Directed by Antoine Fuqua
Starring Jake Gyllenhaal, Forest Whitaker, Rachel McAdams, 50 Cent, Oona Laurence, Miguel Gomez, Victor Ortiz and Skylan Brooks.
Boxer Billy Hope turns to trainer Tick Willis to help him get his life back on track after losing his wife in a tragic accident and his daughter to child protection services.
Southpaw feels like writer Kurt Sutter and director Antoine Fuqua spent a good couple hours perusing a website listing clichés. Realistically, when so much has been accomplished in film already it is only natural that many modern movies feel similar or draw inspiration from others, and that’s not necessarily a bad thing, but Southpaw is operating on a whole new level of a lack of originality. If you have seen the trailer you can literally guess every single plot point along with its blatantly telegraphed conclusion.
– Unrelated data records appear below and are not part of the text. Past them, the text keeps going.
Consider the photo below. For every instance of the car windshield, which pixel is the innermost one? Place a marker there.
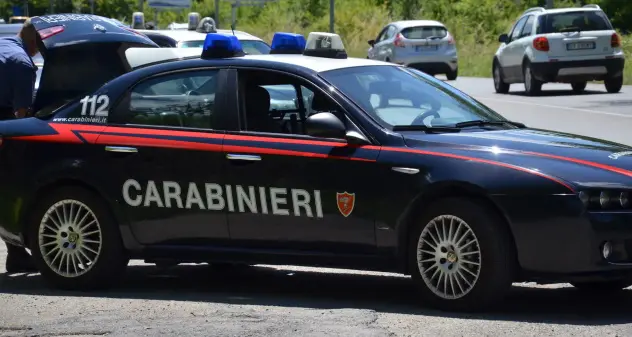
(399, 96)
(251, 47)
(573, 21)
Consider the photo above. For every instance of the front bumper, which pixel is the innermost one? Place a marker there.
(577, 71)
(558, 241)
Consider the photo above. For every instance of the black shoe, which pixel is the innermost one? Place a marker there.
(19, 261)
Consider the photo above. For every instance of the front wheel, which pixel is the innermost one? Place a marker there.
(460, 255)
(614, 84)
(75, 240)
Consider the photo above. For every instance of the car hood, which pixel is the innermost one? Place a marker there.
(583, 161)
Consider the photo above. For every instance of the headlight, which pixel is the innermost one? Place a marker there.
(605, 199)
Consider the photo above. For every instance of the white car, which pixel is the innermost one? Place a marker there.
(567, 45)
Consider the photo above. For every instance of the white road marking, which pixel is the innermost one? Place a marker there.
(556, 107)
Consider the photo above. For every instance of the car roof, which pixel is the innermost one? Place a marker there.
(191, 35)
(416, 23)
(138, 57)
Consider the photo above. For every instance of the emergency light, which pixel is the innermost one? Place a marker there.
(329, 45)
(218, 45)
(287, 43)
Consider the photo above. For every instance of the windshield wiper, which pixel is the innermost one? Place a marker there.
(485, 123)
(427, 129)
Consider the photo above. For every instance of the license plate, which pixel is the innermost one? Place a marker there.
(580, 45)
(425, 48)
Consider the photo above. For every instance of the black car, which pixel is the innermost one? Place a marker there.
(183, 160)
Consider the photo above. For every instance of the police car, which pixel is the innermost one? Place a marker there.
(165, 156)
(568, 45)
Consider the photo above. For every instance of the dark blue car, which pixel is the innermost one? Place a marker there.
(159, 154)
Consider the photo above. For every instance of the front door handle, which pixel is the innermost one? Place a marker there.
(246, 157)
(121, 149)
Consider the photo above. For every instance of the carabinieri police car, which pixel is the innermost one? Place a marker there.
(165, 153)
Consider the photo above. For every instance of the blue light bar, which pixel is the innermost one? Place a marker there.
(287, 43)
(221, 46)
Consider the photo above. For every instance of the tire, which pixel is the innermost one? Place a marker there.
(603, 286)
(104, 252)
(614, 84)
(578, 87)
(499, 84)
(452, 75)
(490, 280)
(532, 86)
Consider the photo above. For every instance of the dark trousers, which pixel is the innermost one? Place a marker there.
(12, 250)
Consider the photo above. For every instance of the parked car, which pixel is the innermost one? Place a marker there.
(568, 45)
(421, 44)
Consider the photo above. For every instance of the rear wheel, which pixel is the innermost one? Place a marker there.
(499, 84)
(75, 240)
(532, 86)
(460, 255)
(603, 286)
(578, 87)
(613, 84)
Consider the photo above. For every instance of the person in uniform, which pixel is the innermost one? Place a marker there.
(18, 74)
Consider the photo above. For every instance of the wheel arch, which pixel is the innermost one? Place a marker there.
(442, 190)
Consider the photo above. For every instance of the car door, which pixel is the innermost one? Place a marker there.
(164, 145)
(513, 51)
(290, 190)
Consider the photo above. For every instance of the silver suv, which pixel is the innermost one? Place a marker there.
(567, 45)
(421, 44)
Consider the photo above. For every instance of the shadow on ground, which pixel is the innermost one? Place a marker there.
(308, 289)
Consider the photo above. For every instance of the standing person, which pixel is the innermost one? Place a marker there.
(18, 74)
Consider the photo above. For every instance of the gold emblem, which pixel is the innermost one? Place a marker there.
(73, 237)
(451, 257)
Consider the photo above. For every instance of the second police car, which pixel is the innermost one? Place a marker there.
(160, 156)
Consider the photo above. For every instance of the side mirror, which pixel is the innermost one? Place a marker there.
(326, 125)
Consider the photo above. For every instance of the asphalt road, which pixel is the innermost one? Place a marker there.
(594, 113)
(290, 301)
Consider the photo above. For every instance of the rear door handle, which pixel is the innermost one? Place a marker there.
(246, 157)
(122, 149)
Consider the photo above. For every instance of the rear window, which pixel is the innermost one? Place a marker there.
(573, 22)
(424, 32)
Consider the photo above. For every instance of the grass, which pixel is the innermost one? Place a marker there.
(475, 24)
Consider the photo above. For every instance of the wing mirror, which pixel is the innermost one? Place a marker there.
(327, 125)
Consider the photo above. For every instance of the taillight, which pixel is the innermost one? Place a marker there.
(615, 41)
(398, 41)
(541, 43)
(50, 31)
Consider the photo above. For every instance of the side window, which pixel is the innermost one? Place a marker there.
(184, 99)
(528, 27)
(516, 32)
(271, 102)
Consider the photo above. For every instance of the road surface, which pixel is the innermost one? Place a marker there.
(292, 301)
(594, 113)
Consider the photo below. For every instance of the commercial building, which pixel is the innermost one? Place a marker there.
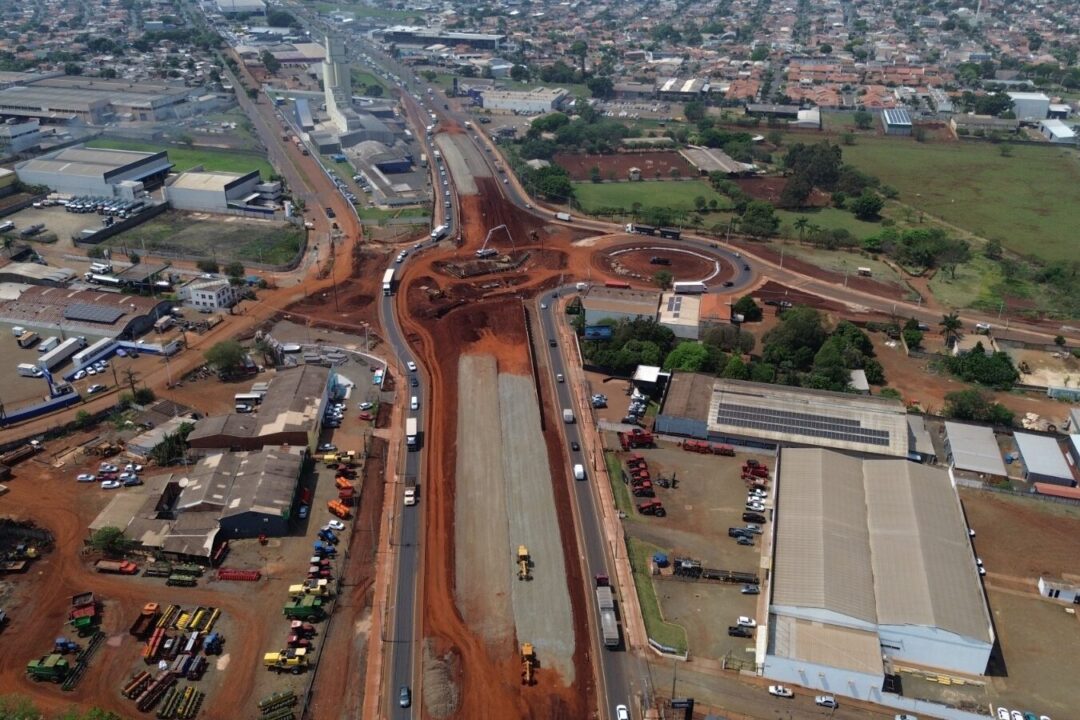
(81, 171)
(1029, 106)
(618, 303)
(973, 449)
(210, 295)
(896, 121)
(1043, 460)
(873, 572)
(528, 102)
(679, 313)
(224, 192)
(766, 416)
(291, 413)
(16, 137)
(1057, 132)
(405, 35)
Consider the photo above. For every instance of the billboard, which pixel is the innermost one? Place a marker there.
(597, 333)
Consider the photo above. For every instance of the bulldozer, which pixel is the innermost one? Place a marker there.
(524, 564)
(529, 664)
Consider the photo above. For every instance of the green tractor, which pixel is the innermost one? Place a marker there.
(52, 667)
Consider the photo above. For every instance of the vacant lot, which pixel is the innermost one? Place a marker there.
(707, 500)
(200, 235)
(1029, 201)
(185, 159)
(677, 195)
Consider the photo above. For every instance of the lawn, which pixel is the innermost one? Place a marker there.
(1029, 201)
(235, 239)
(662, 632)
(185, 159)
(677, 195)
Sometimes this can be forgiven if the execution is on-point, which is something where Southpaw is a mixed bag. Jake Gyllenhaal continues to disappear into roles playing characters that are seemingly mentally unstable. After terrific turns in Nightcrawler (where he was robbed of both an Oscar win and nomination), the little seen but amazing independent mind-fuck Enemy, and his enigmatic detective persona in Prisoners, you could argue that Southpaw is another win for the method actor’s portfolio on the basis of the quality of his performances. He consistently mumbles over lines, portrays a distraught, grieving alcoholic mourning the loss of his wife and loss of the custody of his young daughter all with a self-destructive vibe, and sells the hell out of the physicality of the in-ring boxing action. It is evident that he chiseled up his body for the role and practically trained to be a boxer. To put it bluntly, Gyllenhaal is fantastic but the movie around him is terrible.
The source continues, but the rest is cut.